守池人突然摇响脊椎骨制成的气笛。所有尸傀应声暴起,沾满符咒的防水布如蝠翼般张开。生锈的污泥泵突然裂开,钻出沾满胎脂的青铜水蛭王:“甲子阴沼至——该换滤芯了!”
江夏撞翻加药罐滚进脱水车间。三百具泡发的尸傀在传送带上蠕动,每具天灵盖都插着青铜滤棒。当她用闸阀划开最近的尸傀时,墨绿色的消化液突然沸腾,在空中凝成江婉容被菌丝包裹的画面——她的每根睫毛都寄生着线虫,正将紫黑血液输向活性污泥。
“这才是真正的《阴沼志》!”守池人踹翻絮凝剂桶,药剂触水即凝成尸胶,“令尊用二十年阳寿...”他撕开鼓胀的胸腔,水泡间迸射出青铜吸盘,“...把你们姐妹炼成了生化滤池!”
阴阳胎记突然炸裂。青光中浮现林晚照调试曝气机的画面——她将江雨的魂魄压入活性污泥,而江婉容的惨叫声正从沼气燃烧塔中渗出。当第一波沼气爆炸掀翻屋顶时,江夏看见自己的倒影在三百面水镜中同时溃烂流脓。
“姐姐...炸了消化池...”
江雨的幻影突然被吸盘贯穿。江夏的玉琮碎片刺入青铜滤床,腐臭的菌丝裹着半枚青铜齿轮迸溅——那上面刻着与橡胶手套呼应的甲骨文,裂痕处卡着江婉容的半片指甲。
守池人突然暴起,青铜水蛭王缠住江夏脖颈:“令堂当年偷改菌种...”他扯断手套塞进污泥泵,“...现在该喂噬魂菌了!”

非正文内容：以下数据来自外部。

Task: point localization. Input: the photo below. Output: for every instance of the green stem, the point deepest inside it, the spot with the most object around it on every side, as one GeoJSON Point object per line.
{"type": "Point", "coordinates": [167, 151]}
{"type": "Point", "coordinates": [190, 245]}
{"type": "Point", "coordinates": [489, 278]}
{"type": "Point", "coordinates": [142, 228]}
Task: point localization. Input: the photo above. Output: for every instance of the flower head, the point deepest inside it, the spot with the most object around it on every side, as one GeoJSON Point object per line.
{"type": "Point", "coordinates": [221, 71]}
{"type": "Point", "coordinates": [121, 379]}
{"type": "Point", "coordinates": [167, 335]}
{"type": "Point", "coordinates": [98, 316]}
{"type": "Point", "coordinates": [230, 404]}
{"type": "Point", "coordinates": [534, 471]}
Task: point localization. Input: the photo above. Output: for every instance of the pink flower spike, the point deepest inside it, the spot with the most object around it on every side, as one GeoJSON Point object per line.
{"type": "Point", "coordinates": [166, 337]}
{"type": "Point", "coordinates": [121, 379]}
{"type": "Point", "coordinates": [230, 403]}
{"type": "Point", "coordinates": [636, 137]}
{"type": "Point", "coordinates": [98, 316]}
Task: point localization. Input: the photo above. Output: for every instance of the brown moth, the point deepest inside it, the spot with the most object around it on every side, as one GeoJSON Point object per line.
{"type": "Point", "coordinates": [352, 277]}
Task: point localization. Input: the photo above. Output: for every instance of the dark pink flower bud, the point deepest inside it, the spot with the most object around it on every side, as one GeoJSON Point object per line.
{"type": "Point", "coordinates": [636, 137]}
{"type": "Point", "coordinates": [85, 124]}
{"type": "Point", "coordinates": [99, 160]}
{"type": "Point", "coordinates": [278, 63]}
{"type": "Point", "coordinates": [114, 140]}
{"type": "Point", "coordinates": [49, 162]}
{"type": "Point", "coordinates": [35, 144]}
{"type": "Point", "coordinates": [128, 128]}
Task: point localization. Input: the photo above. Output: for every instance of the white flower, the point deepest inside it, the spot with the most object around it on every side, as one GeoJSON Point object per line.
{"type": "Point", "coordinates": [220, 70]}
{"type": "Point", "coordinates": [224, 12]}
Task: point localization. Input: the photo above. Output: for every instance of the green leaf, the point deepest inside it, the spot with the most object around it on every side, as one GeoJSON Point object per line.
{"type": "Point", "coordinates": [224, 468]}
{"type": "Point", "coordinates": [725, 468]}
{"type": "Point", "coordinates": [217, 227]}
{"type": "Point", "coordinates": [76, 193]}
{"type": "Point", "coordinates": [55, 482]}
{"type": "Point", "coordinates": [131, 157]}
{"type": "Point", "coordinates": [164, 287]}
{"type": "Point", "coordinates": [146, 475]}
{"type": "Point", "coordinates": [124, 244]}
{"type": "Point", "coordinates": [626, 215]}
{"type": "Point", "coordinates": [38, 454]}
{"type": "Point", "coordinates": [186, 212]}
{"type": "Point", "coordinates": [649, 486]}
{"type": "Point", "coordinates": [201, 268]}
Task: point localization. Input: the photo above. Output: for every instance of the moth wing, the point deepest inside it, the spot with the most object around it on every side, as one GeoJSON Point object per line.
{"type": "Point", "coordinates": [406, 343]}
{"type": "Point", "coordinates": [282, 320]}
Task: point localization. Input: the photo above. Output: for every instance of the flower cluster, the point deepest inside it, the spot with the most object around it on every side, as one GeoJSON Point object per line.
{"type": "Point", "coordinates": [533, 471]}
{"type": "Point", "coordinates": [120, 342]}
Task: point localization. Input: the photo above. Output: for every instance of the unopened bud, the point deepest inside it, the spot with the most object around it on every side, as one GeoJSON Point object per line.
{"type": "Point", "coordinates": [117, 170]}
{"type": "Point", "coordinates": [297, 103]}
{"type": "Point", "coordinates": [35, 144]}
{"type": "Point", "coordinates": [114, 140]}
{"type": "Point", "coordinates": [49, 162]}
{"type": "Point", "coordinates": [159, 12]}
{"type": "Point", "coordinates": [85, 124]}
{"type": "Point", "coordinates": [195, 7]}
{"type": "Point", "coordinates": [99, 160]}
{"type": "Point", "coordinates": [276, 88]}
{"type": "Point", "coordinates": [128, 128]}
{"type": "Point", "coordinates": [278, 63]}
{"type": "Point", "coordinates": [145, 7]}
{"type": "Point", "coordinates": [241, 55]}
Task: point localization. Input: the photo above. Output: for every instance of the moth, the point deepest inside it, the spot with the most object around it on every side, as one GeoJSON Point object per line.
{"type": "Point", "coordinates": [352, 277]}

剧痛中,江夏将齿轮按进曝气机轴承。当青光与沼气相撞时,所有管道突然爆裂,飞溅的金属碎片在空中织成滤网。守池人在甲烷火焰中化为焦炭,熔化的青铜上浮现甲骨文:“兑为泽,艮为山。阴沼蚀尽,甲子重沸”。
腐水吞没最后一缕磷光时,江夏在污泥中拾到江雨的防护面罩。滤芯处用血写着新卦象:“离火焚魇,双魂啮魄”,残存的活性污泥里,半透明的菌丝正编织着新的傩面。